Lecithin, phospholipids (PLs), and neutral lipid (NL) yield were increased with fermentation time. The phospholipid classes that increased with fermentation time were; phosphatidylcholine (PC), lysophosphatidylcholines (LPC), phosphatidylethanolamine (PE), phosphatidylinositol (PI), phosphatidylserine (PS), and lysophosphatidylethanolamine (LPE). Among the dominant phospholipid classes, only PC, PE, and LPC had higher EPA and DHA contents due to fermentation. Further, fermentation resulted in a PUFA/SFA ratio > 0.45, which is recommended value to assess the nutritional quality of the lipid fraction of foods.
DHA content did not appear to change because of salted-drying and fermentation as demonstrated by proton NMR analysis. In addition, carbon NMR analysis revealed that DHA was mainly esterified at the sn-2 position of triacylglycerol (TAG), while EPA and stearidonic acid (SDA) were found mainly at the sn-1,3 position.
Microflora taxonomy demonstrated by 16S rRNA gene sequencing identified nine phyla both in fresh and processed salmon roe. The dominant relative abundance of phyla was the nanoarchaeaeota (20 – 81%), followed by the archaea (15 – 76%), and the woesearchaeia (0.2 – 3.2%). In salt-dried roe product, the highest abundance of nanoarchaeaeota was recorded in sample SD4_S3 (80.90%), while in salt-fermented product was found in sample SF24_S1 (70.12%). The phylum nanoarchaeaeota is recognized present in hyper environments such as at a low temperature, in an acidic condition or in a high salt concentration.

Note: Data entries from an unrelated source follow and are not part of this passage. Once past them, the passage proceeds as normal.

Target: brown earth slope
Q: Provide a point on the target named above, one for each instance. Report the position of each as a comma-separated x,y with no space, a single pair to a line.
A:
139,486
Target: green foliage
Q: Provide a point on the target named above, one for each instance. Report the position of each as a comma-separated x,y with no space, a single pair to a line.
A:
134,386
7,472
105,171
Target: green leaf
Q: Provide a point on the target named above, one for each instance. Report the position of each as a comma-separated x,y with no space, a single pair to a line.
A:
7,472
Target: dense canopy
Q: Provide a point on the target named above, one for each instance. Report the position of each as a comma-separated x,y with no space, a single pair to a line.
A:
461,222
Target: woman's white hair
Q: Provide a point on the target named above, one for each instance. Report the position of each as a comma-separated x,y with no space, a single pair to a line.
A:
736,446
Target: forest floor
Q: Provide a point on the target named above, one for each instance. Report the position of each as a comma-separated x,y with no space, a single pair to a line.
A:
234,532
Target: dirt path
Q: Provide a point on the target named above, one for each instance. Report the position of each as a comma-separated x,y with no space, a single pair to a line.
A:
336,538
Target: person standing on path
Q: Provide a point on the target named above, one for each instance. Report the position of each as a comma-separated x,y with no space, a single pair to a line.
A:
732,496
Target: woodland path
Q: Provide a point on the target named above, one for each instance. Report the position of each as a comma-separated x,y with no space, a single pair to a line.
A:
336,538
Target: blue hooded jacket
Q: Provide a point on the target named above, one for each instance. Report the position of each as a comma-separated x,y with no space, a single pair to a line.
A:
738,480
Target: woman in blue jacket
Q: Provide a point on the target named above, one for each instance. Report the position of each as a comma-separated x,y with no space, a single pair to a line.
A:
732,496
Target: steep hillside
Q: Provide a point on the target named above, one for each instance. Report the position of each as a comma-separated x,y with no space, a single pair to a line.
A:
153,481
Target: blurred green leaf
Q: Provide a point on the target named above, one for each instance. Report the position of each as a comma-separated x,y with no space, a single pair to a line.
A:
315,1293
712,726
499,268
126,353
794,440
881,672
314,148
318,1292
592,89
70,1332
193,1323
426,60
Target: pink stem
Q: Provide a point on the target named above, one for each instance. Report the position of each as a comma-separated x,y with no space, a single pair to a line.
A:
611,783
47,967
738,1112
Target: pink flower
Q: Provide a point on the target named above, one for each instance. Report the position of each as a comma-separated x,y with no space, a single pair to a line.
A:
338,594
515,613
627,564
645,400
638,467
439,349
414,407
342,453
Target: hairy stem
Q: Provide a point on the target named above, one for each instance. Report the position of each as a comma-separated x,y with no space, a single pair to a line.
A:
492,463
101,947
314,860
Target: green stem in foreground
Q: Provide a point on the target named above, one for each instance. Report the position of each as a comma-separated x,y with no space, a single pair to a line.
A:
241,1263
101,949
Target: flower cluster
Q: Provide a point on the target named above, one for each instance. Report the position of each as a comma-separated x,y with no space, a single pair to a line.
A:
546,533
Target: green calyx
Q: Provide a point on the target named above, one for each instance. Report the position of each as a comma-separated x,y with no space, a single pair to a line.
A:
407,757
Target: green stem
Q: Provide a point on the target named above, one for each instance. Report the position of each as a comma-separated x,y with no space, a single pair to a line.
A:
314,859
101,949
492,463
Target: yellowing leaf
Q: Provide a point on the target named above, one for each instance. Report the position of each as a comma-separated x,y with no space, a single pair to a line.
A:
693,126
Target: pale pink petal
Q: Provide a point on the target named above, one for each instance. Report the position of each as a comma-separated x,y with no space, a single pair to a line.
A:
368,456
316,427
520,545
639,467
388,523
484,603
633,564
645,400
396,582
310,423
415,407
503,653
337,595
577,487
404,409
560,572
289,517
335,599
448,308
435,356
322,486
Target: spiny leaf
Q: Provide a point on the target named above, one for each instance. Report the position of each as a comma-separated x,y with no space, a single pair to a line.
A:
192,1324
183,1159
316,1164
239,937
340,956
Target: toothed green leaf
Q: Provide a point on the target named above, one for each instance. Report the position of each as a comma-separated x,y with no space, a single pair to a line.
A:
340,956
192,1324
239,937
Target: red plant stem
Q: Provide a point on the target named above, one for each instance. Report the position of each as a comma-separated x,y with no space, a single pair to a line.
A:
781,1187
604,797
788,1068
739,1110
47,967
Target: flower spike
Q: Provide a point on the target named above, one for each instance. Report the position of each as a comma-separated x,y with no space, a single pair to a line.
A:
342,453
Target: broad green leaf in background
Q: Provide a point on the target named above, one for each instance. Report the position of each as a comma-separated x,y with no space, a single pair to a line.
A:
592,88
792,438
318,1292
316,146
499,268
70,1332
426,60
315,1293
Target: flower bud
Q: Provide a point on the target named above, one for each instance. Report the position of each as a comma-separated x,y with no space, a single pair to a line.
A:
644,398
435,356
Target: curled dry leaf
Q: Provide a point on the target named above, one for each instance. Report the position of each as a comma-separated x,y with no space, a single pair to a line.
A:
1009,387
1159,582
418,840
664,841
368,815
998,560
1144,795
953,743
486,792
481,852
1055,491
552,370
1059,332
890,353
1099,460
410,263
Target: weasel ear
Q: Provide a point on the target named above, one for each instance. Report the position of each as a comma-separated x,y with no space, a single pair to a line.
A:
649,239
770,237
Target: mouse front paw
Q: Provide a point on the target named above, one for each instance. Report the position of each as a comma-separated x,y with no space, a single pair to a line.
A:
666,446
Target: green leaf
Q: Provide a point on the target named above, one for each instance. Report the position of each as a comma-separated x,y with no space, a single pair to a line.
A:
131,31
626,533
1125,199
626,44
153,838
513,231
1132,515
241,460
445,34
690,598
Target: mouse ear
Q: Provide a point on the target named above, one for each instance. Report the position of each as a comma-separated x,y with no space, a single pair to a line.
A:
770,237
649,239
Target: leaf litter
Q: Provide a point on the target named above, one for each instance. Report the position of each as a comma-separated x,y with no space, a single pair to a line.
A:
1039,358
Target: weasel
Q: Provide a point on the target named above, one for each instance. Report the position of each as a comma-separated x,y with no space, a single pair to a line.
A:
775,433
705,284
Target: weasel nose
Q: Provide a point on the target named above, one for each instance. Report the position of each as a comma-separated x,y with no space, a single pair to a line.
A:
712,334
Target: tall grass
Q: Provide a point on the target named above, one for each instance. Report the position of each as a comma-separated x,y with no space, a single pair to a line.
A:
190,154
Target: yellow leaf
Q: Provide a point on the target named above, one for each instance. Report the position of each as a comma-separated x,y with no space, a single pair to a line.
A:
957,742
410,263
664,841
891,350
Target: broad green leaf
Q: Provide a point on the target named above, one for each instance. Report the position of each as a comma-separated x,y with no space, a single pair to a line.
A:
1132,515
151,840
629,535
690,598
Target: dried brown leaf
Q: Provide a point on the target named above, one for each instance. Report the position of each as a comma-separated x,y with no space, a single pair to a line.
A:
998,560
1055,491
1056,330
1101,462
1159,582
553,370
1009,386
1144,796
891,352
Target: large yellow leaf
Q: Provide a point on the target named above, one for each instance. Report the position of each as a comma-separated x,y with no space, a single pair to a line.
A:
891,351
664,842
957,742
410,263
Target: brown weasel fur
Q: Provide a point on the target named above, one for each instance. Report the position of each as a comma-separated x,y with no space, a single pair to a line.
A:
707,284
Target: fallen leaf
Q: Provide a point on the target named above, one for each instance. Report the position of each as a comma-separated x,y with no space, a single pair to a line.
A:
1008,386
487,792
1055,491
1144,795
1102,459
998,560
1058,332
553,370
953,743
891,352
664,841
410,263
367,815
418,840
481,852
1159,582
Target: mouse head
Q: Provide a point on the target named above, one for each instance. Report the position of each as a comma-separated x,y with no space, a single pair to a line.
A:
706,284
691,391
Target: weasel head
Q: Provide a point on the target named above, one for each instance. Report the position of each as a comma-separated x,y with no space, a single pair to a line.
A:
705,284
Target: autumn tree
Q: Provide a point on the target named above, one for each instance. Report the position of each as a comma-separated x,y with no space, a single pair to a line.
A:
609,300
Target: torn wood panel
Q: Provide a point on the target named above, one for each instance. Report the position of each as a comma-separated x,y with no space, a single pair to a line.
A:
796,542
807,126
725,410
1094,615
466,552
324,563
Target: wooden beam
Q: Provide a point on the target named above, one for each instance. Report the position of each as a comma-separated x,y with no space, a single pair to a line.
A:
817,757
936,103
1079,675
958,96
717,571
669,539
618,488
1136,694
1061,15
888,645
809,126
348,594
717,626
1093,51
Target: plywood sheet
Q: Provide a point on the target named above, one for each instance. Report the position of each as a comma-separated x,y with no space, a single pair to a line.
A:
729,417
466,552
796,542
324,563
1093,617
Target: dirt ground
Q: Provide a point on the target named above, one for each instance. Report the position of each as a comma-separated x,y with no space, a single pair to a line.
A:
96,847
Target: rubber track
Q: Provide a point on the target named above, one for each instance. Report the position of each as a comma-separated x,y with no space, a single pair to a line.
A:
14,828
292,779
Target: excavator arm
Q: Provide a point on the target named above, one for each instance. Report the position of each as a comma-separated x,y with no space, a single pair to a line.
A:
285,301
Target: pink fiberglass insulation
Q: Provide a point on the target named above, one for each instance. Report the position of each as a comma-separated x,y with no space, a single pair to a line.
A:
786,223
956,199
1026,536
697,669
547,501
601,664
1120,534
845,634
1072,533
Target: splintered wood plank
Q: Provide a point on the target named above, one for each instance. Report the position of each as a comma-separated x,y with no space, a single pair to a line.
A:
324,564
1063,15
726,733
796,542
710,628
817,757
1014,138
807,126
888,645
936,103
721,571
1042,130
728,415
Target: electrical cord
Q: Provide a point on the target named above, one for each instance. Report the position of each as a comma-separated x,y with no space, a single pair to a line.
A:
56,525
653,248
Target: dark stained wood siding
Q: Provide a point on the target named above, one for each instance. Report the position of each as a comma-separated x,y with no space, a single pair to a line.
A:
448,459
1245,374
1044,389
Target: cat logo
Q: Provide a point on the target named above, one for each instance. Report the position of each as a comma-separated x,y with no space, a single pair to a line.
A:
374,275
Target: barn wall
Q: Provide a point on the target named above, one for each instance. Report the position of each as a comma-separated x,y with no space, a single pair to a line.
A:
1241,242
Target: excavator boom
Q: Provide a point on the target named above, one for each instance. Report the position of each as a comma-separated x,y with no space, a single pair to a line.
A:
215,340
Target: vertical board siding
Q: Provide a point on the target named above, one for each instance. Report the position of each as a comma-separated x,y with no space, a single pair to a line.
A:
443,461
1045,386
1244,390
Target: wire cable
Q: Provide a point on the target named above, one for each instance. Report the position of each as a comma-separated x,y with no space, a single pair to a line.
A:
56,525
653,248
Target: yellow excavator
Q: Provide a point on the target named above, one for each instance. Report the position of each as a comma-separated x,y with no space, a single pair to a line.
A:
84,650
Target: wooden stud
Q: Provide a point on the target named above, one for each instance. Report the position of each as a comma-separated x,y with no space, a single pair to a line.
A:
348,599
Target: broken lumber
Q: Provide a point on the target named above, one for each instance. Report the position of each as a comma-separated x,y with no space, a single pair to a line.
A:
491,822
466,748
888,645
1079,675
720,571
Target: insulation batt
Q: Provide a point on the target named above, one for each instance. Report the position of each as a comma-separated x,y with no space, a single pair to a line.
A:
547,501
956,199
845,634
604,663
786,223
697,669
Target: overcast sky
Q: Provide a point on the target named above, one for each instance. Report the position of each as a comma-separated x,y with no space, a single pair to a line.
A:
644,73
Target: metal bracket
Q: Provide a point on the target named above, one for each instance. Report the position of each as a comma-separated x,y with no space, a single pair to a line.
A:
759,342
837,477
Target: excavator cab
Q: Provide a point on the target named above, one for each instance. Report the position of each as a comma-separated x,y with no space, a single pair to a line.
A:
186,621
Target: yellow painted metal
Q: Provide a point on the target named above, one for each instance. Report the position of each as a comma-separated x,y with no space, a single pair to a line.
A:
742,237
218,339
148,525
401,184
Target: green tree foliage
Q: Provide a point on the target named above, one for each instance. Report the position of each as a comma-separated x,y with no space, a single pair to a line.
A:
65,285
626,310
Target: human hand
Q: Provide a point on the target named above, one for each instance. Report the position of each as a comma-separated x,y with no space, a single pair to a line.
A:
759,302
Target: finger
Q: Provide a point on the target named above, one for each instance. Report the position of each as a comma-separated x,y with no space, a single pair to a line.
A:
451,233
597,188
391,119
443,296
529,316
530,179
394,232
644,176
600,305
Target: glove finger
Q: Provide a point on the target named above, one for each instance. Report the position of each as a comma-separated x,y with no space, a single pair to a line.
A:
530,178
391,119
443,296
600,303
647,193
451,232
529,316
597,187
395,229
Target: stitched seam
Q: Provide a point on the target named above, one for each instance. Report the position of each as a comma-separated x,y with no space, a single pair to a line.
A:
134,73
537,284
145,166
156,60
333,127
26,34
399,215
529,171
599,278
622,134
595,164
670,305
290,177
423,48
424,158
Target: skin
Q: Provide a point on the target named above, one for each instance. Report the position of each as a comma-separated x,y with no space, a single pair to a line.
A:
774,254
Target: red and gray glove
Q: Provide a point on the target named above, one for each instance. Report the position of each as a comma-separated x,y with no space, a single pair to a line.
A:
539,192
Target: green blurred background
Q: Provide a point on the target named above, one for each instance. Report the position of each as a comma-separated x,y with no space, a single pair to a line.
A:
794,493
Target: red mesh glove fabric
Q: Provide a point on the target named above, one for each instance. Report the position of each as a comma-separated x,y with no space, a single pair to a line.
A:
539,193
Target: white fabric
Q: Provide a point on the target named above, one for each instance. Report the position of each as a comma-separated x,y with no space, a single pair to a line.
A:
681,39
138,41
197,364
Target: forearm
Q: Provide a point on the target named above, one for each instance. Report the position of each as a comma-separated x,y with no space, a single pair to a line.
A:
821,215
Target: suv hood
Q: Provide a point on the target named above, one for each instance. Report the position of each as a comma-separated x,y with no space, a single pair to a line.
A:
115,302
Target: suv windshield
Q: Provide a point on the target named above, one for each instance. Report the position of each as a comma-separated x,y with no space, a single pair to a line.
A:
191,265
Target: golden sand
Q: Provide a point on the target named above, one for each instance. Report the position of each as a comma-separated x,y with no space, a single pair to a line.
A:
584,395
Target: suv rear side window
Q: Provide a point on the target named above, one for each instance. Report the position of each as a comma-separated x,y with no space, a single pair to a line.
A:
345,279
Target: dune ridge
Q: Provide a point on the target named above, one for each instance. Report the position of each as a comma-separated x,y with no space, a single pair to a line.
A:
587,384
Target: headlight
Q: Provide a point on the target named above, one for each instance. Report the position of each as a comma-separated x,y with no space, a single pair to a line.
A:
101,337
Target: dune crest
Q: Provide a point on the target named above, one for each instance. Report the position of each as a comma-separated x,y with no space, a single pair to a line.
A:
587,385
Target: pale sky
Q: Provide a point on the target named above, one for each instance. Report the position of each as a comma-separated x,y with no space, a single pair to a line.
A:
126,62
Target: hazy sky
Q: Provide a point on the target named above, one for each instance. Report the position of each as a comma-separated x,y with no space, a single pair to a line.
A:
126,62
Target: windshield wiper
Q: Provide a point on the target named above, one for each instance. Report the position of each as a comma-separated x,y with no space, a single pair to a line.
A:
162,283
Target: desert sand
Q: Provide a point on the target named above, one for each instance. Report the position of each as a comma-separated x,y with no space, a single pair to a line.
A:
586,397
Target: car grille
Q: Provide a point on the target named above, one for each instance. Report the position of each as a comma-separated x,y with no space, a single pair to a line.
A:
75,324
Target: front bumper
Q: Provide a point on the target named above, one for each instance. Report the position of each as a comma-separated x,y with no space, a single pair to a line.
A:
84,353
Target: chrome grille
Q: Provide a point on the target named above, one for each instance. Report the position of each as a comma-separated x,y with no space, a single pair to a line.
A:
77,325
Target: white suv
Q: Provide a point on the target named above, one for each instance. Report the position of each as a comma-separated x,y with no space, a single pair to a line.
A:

Overall, this study has highlighted the potential for converting salmon roe into products using salted-drying and salted-fermentation processing that have potential for achieving beneficial effects on the nutritional and functional characteristics of the processed product. Salmon roe and its products have attributes that position it well as an alternative to delicacy food for consumers.